As the United States renews tariff threats, European leaders are considering possible countermeasures, but targeting American services remains a high-stakes dilemma. Officials say striking at US services could hurt Washington more than tariffs on goods, yet it carries significant risks that could escalate trade tensions.
Since trade disputes with the US intensified last year, the EU has largely avoided targeting services, despite a €148 billion US trade surplus in these sectors in 2024. Access to European consumers is critical for American financial institutions and tech companies, making services an effective leverage point—but one that European officials approach cautiously.
EU leaders are scheduled to meet Thursday night to discuss a response to President Donald Trump’s latest tariff threats over Greenland. Diplomatic sources told Euronews that France, Germany, and Spain raised the option of using the EU’s anti-coercion instrument, a mechanism designed to counter economic pressure from third countries. The tool, never used before, would allow Europe to restrict licenses for US services or intellectual property rights, acting as a potential last-resort measure.

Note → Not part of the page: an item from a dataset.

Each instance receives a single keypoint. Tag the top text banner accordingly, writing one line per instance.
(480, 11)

Other options discussed in the past include a tax on digital advertising revenues, floated by Commission President Ursula von der Leyen during previous tariff disputes. Such a move would target tech giants such as Meta, Google, and Facebook, which generate the bulk of their revenue from digital advertising.

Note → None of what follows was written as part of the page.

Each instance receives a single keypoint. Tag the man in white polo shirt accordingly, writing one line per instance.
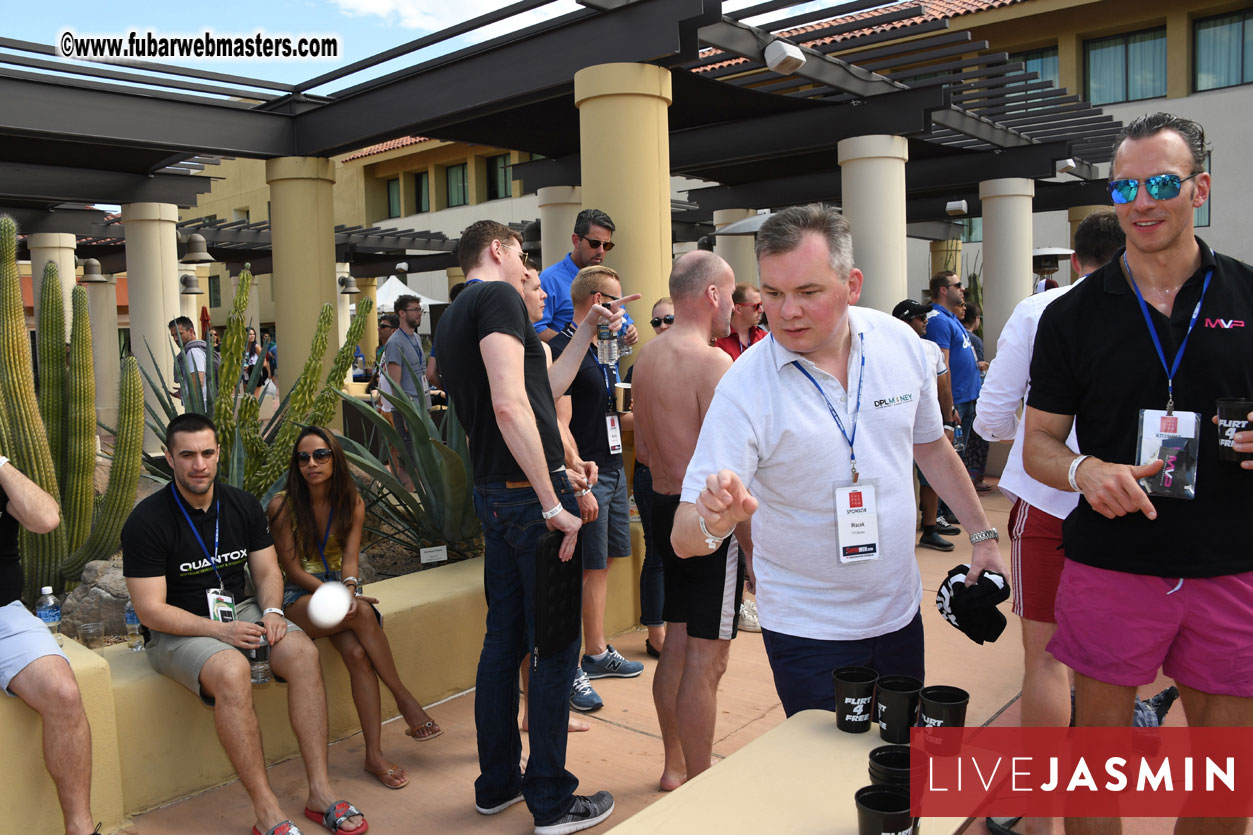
(813, 434)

Experts say the risks of striking at services go beyond political retaliation. “Hitting services has a greater potential impact, but it is less common than hitting goods with tariffs and could therefore be viewed as an escalation,” said Varg Folkman, a trade analyst at the European Policy Centre. “Tech and financial companies are powerful and have Trump’s ear. Targeting any of them would be a drastic action and make a lot of noise.”
Europe’s reliance on US services complicates matters. Core infrastructure, including cloud providers like Microsoft and Amazon Web Services, and payment systems such as Visa and Mastercard, is dominated by American firms. Blocking access could disrupt operations for EU businesses and consumers, leaving few domestic alternatives.
Instead of direct retaliation, Brussels can use existing competition and digital regulations. Measures such as the Digital Markets Act and Digital Services Act allow the European Commission to fine large tech companies for anti-competitive practices or failure to address illegal content. Folkman noted that the EU could step up enforcement on platforms such as X, pushing investigations or fines to exert pressure without triggering a full-scale trade war.
European officials stress that regulatory enforcement is non-discriminatory and applies equally to companies from all countries, aiming to balance pressure on US firms with wider market fairness. While goods remain the first line of response to US threats, services are on the table—but only as a carefully measured option.